The clause allowed the platform to penalize restaurants for offering lower prices outside the app, including dine-in and direct orders.
Its removal marks a shift in how pricing control is structured between platforms and partners.
Clause Enabled Financial Penalties and Monitoring
Under the Zomato pricing clause, restaurants could face fines equal to three times the price difference per order if off-platform prices were lower.
The policy also permitted monitoring through methods such as mystery shopping to enforce compliance.
Although the clause had existed for years, reports indicate it was never actively enforced.
Its presence, however, shaped negotiation dynamics between the platform and restaurants.
Industry Pushback Drives Policy Change
Restaurant groups, including the National Restaurant Association of India, opposed the clause because it restricted pricing autonomy.
The core argument remained consistent. Restaurants should retain control over how they price their own products across channels.
The removal of the clause reflects that pressure.
Competitive Market Increases Sensitivity
India’s food services market continues to expand, with strong competition across segments.

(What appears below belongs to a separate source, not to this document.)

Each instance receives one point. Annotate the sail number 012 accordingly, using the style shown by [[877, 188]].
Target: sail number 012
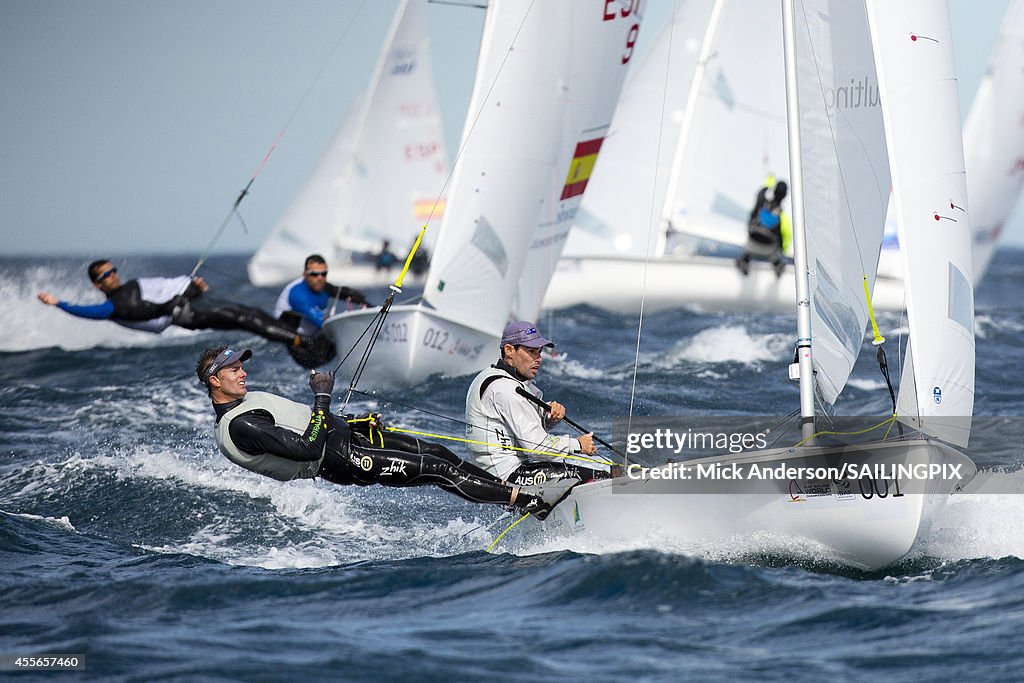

Global chains such as Domino’s and KFC operate alongside a large base of independent restaurants.
In this environment, pricing flexibility becomes a key competitive tool.
Restrictions on pricing create friction. Removal reduces it.

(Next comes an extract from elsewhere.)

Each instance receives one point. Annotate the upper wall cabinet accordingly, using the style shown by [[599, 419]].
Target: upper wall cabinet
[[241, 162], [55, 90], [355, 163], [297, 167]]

Platform-Restaurant Tensions Remain Structural
The Zomato pricing clause issue sits within a broader pattern.
Food delivery platforms and restaurant partners continue to negotiate over commissions, discounts, and cost-sharing structures.
Zomato has previously explored changes to commission models and refund-sharing mechanisms, some of which were paused after industry resistance.
These tensions reflect differing incentives. Platforms optimise for scale. Restaurants optimise for margin.
Regulatory Pressure Adds Another Layer
Both Zomato and Swiggy have faced regulatory scrutiny.
A 2024 antitrust investigation found both companies in violation of competition norms related to preferential treatment of certain restaurants, allegations they have denied.
Regulation increases pressure to standardise practices and reduce perceived imbalance.
Shift Signals Rebalancing of Control
The removal of the Zomato pricing clause indicates a recalibration.
Control over pricing moves back toward restaurants. Platforms retain distribution power but loosen direct influence on pricing strategy. The change reflects market maturity.
As competition intensifies and regulation tightens, platform models adjust. Balance replaces control.